Her character arc is the heart of the movie, and if there is an aspect of the movie where it’s stepping on its own foot is that in the establishing of this big, unsettling environment the growth of Dani and her dynamic with Christian is somewhat buried underneath it all. There is so much to showcase about this gorgeous unsettling community that while we buy into it all by the end, it feels like the characters have spent a lot of their screen time taking things in rather than having meaningful interactions. Their development is there, to be sure, but can’t but sometimes come second to rituals and mysterious goings on.

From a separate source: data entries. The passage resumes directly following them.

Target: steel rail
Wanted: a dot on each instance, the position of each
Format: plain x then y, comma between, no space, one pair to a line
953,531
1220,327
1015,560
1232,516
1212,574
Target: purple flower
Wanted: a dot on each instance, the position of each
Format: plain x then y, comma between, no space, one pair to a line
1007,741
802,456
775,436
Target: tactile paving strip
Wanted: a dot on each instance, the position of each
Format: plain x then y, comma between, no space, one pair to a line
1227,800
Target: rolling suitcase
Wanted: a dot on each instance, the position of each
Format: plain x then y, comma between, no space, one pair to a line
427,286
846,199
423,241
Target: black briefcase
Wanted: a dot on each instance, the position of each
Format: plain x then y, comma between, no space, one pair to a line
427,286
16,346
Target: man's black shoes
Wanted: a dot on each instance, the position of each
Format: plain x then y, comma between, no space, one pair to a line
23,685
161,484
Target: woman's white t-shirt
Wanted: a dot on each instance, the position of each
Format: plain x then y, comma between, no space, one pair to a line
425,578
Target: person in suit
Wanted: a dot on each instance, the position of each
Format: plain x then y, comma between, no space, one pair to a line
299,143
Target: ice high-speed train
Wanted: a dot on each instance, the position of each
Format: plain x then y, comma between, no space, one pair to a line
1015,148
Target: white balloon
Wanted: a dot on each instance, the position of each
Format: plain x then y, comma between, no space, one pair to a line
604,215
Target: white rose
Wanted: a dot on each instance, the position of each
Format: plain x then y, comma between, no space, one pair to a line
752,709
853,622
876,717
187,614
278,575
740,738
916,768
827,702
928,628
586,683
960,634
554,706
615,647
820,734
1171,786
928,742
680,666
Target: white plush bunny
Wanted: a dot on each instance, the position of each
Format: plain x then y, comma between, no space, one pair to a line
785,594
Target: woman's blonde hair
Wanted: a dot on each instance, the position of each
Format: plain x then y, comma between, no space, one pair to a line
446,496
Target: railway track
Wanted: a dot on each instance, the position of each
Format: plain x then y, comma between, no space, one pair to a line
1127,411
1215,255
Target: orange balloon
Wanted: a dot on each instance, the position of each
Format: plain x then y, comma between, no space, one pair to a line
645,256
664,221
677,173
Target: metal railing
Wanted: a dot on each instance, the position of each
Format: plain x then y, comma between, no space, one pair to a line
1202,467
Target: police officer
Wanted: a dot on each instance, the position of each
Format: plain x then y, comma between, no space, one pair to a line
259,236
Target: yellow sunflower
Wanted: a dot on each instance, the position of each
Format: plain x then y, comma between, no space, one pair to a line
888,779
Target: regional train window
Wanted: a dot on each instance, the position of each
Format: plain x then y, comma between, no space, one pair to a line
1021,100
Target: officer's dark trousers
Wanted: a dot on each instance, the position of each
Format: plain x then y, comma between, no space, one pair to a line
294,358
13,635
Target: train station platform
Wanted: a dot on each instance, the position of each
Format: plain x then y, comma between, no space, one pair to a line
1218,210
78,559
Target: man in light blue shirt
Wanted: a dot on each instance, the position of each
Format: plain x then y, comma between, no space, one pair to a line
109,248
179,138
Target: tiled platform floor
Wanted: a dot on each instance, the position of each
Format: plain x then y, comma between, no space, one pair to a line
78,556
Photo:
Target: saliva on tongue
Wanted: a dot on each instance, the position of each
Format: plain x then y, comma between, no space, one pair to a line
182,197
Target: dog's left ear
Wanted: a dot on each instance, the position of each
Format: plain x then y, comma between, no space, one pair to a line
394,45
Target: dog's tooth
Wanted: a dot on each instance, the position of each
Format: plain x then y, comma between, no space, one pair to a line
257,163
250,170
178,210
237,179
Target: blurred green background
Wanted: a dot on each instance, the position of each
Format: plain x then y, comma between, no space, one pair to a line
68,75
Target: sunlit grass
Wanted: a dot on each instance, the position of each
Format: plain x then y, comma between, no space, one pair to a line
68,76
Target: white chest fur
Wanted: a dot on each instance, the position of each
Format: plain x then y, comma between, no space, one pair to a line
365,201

To be fair there are a few moments that push character development through hellish ringers, like when Dani witnesses a terrible sight and begins to break down in panic and heartbreak. In perhaps the movie’s most perfect scene, she wails and hyperventilates while surrounded by other women of the village, who soon begin to mimic her pain and, as their screams progress they, in unison, begin to collectively breathe and work through the pain. It’s all things terrifying and shocking cathartic, as if making the movie’s ultimate statement in several wrenching minutes.
As I said, it’s a movie that will test the patience of the audience, but if they don’t buy into the atmospherics, the rest of the cast make the runtime a breeze as well, including Blomgren, Reynor, William Jackson Harper and Will Poulter having a casual chemistry, with the latter getting a lot of laughs as the filter-less member of the group who can’t help but have a witty comment for everything that goes on around him. Reynor in particularly is quietly commanding as Christian, who with a look or phony gesture of love towards Dani quickly becomes the secret antagonist of the movie.
It should also be mentioned how consistently funny the movie is. The movie is able to operate at a level of high-strangeness given that so much dread is gotten out being sucked into a world filled with people that, on the surface, seems too pleasant. The characters respond awkwardly to all the practices of the community that you can’t help but laugh, and because it’s a nervous sort of laughter it actually makes everything work on a completely different level. In a way, the humor caught me off guard because I found it took me into the experience even more, putting me in the character’s position, which has its own chilling effect.
As the movie digs deeper into the traditions of the pagan community and the anxieties it brings out in the main characters it becomes an increasingly vicious, maddening spiral of impending dread. Between Pugh’s masterclass performance, Aster’s awe-inspiring attention to detail, an encompassing score by The Haxan Cloak and the spurts of graphic violence I dare not spoil, there’s always something across this horror epic to unsettle and make you writhe in your chair. In the end, MIDSOMMAR is a movie that deserves to be mediated on and examined across numerous viewings, especially with an ending that is surprisingly hopeful and emotionally satisfying. Aster rises above the sophomore slump in the most daring fashion, crafting something that has enough going on on the surface to take viewers willing to go along for the ride on a horror experience that will shake them to their core and require them to, more than once, take a moment, and just breathe.